Some discomfort may be present for 7-10 days following the simplest surgery. This is common after oral surgery and may last as long as 7-10 days. Swelling may reach its peak 3 days after surgery, and even if it is severe it is ordinarily no cause for alarm. Apply cold compresses to the affected area at 10-minute intervals for the first 24 hours to minimize swelling. Any swelling that occurs usually begins to diminish within 72 hours; call the office if there is no change.

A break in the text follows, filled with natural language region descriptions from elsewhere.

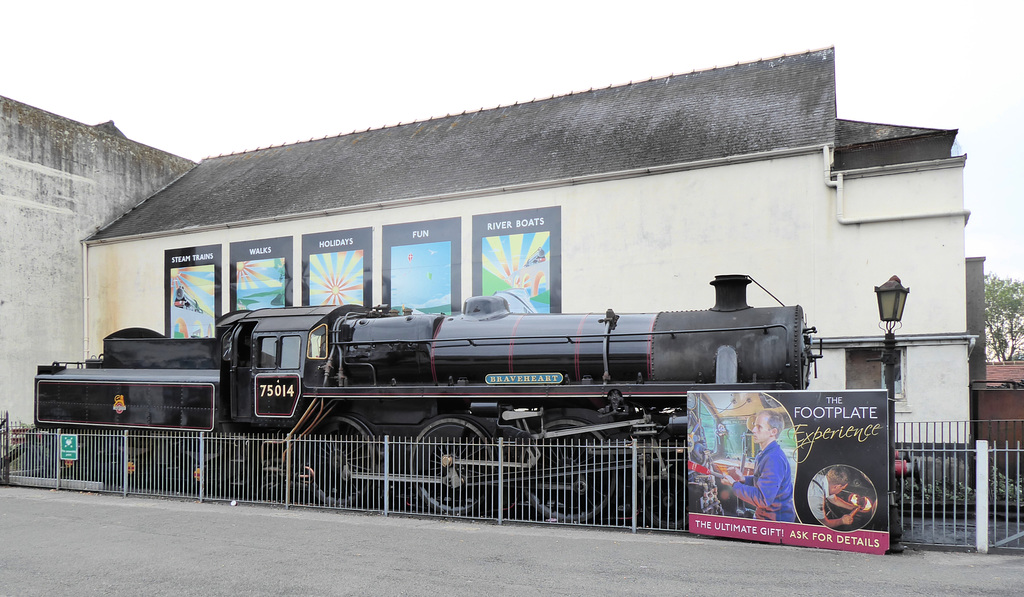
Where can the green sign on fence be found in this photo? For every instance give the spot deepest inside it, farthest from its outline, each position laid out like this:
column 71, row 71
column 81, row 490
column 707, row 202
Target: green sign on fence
column 69, row 446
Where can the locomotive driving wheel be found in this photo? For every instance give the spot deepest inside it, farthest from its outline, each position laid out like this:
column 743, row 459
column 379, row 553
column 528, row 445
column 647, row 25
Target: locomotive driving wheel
column 456, row 464
column 339, row 472
column 576, row 483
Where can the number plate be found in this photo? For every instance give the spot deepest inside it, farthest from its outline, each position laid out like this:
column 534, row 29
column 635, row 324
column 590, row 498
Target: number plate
column 276, row 394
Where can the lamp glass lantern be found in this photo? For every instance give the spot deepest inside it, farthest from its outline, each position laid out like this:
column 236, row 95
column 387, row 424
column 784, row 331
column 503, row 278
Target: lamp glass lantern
column 892, row 298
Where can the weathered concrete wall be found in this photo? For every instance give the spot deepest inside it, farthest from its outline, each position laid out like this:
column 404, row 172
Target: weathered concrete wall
column 59, row 180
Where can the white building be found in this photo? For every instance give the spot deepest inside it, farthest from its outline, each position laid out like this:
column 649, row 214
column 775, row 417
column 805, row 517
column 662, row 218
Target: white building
column 637, row 196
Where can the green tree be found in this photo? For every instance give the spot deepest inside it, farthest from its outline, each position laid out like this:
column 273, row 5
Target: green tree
column 1004, row 317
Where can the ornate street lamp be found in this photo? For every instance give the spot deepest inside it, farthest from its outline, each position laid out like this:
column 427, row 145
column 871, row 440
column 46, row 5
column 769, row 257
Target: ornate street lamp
column 892, row 298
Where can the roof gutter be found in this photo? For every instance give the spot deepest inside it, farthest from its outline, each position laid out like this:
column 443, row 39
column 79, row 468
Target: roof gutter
column 882, row 170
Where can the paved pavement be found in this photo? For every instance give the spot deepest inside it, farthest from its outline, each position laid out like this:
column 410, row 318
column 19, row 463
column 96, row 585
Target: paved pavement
column 68, row 543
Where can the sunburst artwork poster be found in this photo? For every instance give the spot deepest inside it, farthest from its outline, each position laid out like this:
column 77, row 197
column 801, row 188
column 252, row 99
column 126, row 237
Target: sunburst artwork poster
column 517, row 256
column 261, row 273
column 192, row 291
column 337, row 267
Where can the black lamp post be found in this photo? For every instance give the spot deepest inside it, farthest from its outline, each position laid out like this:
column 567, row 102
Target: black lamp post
column 892, row 298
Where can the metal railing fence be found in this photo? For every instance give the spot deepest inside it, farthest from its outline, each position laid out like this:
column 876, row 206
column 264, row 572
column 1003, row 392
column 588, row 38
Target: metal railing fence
column 962, row 483
column 626, row 484
column 956, row 489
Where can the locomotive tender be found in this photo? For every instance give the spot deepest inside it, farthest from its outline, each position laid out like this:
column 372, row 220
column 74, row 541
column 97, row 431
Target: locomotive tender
column 484, row 373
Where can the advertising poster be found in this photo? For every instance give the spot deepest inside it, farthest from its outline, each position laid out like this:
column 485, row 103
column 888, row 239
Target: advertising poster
column 421, row 265
column 337, row 267
column 517, row 255
column 792, row 467
column 261, row 273
column 192, row 291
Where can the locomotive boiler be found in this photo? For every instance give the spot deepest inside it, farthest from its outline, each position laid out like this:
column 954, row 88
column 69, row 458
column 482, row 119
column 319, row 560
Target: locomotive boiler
column 484, row 374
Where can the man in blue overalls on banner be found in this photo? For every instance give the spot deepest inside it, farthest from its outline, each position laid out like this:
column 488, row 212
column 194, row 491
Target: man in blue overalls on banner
column 769, row 489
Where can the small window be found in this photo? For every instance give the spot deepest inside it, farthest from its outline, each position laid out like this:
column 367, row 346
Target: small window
column 291, row 347
column 317, row 343
column 267, row 352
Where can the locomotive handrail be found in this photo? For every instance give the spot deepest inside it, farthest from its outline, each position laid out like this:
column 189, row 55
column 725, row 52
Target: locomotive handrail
column 565, row 337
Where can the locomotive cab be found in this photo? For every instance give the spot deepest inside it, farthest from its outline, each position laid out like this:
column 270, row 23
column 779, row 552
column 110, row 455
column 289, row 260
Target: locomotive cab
column 271, row 357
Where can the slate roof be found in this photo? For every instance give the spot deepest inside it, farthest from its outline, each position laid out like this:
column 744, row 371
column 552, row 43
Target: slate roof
column 776, row 103
column 851, row 132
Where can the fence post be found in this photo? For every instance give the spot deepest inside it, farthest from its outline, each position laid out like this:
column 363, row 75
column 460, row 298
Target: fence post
column 501, row 479
column 57, row 463
column 387, row 470
column 202, row 465
column 981, row 496
column 635, row 478
column 124, row 464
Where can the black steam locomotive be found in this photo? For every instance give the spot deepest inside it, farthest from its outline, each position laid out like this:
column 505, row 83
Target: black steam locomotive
column 486, row 373
column 494, row 372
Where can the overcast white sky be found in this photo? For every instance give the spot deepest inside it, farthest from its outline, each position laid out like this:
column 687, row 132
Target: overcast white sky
column 205, row 78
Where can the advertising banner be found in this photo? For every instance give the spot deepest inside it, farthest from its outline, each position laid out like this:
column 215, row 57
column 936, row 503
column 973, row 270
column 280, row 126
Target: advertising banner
column 791, row 467
column 337, row 268
column 422, row 264
column 517, row 255
column 261, row 273
column 192, row 291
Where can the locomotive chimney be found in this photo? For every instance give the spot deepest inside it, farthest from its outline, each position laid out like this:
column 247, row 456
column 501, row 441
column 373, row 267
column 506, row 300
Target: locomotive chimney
column 730, row 292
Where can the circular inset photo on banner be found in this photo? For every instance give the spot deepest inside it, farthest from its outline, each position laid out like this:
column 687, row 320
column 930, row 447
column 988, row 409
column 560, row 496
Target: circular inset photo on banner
column 842, row 498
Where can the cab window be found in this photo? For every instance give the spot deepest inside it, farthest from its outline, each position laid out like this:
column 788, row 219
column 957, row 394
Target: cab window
column 316, row 348
column 291, row 347
column 284, row 352
column 267, row 352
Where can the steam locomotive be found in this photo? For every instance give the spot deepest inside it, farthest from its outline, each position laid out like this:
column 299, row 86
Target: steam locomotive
column 485, row 373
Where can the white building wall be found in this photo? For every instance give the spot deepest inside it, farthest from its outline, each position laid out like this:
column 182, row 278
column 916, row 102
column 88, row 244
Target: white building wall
column 654, row 242
column 59, row 180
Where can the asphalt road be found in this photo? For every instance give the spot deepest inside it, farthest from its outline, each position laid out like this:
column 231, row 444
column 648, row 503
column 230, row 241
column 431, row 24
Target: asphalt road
column 65, row 543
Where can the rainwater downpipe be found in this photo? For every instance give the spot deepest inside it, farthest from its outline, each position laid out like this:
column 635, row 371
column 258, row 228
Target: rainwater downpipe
column 85, row 301
column 840, row 202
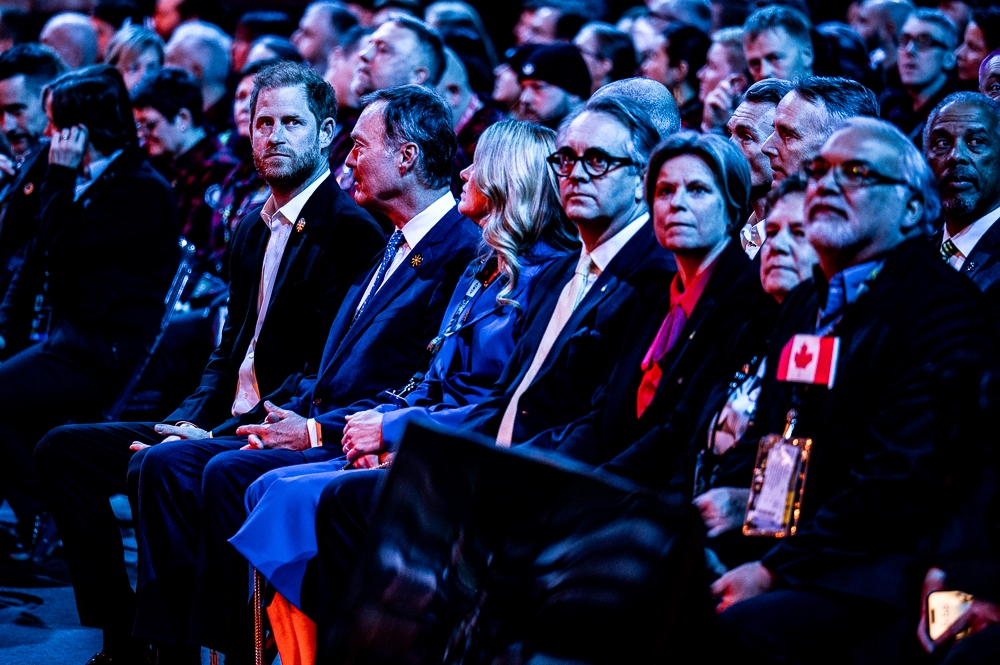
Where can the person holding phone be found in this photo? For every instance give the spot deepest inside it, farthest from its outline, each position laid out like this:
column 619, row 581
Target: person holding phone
column 722, row 80
column 104, row 258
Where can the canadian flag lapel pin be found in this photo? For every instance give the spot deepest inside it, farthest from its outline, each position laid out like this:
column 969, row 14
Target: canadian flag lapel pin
column 809, row 359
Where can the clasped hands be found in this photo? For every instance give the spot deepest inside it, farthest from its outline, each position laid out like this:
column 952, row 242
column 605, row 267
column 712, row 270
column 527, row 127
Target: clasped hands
column 281, row 429
column 68, row 147
column 362, row 441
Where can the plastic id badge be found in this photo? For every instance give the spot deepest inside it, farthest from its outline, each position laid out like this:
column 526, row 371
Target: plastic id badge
column 779, row 479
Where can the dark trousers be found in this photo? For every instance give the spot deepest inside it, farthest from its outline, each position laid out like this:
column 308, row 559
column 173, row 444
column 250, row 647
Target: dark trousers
column 342, row 518
column 80, row 467
column 193, row 585
column 813, row 627
column 40, row 390
column 982, row 648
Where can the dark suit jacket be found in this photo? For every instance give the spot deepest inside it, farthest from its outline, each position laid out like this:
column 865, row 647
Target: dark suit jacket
column 387, row 344
column 645, row 449
column 318, row 266
column 878, row 477
column 983, row 267
column 589, row 346
column 21, row 210
column 111, row 256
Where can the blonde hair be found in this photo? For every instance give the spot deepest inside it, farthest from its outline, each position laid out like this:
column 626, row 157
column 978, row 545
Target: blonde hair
column 523, row 195
column 130, row 42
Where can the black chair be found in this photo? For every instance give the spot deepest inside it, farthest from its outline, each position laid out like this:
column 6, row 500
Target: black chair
column 476, row 552
column 181, row 279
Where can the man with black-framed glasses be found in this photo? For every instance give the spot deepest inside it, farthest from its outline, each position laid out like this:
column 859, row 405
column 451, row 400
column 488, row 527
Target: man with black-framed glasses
column 575, row 331
column 926, row 61
column 884, row 456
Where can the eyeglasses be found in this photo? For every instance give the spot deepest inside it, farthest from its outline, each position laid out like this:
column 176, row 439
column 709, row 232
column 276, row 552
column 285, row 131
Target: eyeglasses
column 922, row 42
column 595, row 161
column 147, row 127
column 849, row 175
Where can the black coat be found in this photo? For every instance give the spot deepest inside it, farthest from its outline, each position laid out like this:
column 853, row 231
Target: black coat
column 645, row 449
column 879, row 473
column 386, row 345
column 983, row 267
column 319, row 264
column 110, row 255
column 588, row 348
column 22, row 208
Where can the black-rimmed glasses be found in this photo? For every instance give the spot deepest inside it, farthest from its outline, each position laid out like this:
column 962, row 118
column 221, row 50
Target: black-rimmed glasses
column 849, row 175
column 595, row 161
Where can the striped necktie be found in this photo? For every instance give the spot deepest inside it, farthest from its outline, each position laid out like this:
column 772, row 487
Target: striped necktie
column 569, row 298
column 396, row 240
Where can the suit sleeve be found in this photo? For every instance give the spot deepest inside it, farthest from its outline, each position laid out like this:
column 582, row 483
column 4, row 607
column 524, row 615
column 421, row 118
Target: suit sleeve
column 212, row 395
column 897, row 477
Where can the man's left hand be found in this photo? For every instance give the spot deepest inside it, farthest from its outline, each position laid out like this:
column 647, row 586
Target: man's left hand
column 742, row 583
column 281, row 429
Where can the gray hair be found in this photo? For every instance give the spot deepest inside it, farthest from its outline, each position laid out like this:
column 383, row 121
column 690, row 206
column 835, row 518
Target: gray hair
column 643, row 135
column 912, row 167
column 657, row 102
column 991, row 107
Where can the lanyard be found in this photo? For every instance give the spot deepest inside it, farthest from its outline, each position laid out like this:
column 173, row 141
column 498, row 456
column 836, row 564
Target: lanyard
column 464, row 309
column 486, row 276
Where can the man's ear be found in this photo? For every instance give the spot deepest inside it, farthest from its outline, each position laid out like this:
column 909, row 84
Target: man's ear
column 682, row 69
column 184, row 116
column 327, row 128
column 420, row 75
column 913, row 216
column 949, row 60
column 409, row 153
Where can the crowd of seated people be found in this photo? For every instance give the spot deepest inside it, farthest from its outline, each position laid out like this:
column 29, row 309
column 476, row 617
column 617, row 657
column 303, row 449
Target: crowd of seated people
column 665, row 245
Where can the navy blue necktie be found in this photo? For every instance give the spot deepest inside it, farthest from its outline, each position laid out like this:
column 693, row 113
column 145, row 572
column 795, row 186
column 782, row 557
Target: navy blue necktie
column 396, row 240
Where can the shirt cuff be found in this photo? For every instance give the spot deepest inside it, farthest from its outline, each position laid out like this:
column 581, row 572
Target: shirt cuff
column 315, row 431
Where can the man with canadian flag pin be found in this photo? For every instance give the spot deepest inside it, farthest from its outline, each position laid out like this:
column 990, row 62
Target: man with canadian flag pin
column 853, row 370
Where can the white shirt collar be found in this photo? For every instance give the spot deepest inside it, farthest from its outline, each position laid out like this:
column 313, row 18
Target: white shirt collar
column 606, row 251
column 290, row 211
column 415, row 229
column 966, row 239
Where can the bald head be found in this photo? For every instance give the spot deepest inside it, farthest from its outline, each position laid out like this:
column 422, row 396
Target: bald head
column 202, row 50
column 454, row 86
column 73, row 37
column 693, row 12
column 652, row 96
column 879, row 21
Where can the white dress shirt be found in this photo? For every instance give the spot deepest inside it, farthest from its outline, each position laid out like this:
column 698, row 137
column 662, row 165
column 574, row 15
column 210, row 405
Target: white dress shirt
column 280, row 223
column 93, row 172
column 592, row 265
column 752, row 235
column 413, row 232
column 966, row 239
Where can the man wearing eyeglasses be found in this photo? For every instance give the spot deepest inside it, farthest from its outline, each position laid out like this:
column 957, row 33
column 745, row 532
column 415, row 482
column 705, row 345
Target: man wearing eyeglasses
column 926, row 61
column 962, row 146
column 840, row 587
column 575, row 331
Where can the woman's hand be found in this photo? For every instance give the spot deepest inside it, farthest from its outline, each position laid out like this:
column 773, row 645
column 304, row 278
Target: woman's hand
column 722, row 508
column 68, row 146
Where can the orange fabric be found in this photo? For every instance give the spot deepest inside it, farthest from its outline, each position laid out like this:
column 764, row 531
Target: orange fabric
column 294, row 632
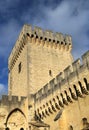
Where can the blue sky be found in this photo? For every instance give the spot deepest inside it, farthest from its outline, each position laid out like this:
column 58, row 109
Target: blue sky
column 65, row 16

SKIN DISCOLORATION/BRUISING:

The skin in the area of the surgery may become yellow, black and blue. This will gradually disappear within 10 – 21 days and requires no treatment.

BLEEDING:

Some oozing of blood is normal for the first 12-24 hours. Put a hand towel on your pillow as some drooling can occur when you are numb. If you experience excessive bleeding, apply firm pressure with 1-2 folded gauze pads or damp tea bag on the affected area for 30-60 minutes and keep your head elevated. Call the office if the bleeding does not subside.

DIET: 

  • Drink plenty of fluids
  • Avoid carbonated and alcoholic beverages
  • A soft diet will be easiest: yogurt, milkshakes (no straw), soups, fish, pasta
  • Foods rich in protein-eggs, meats, cottage cheese-is desirable to promote healing
  • Nothing too spicy is recommended
  • DO NOT use a straw for the first 2 weeks after surgery
  • Avoid rice and brittle, crunchy or chewy foods for several days
  • It is normal to have a little tenderness while chewing and difficulty opening wide

STITCHES:

If you have received sutures, avoid playing with them. A fifteen-minute appointment will be needed to remove the sutures in 7-10 days.

PRESCRIPTIONS:

If you have been prescribed antibiotics, take them as directed until they are all gone, even if symptoms dissipate. Some antibiotics can interfere with the effectiveness of birth control pills or other medications. If pain medication or a mouth rinse is prescribed take as directed.

SMOKING:

You should not smoke for 5-7 days after surgery. One cigarette may dramatically increase your pain and slow the healing.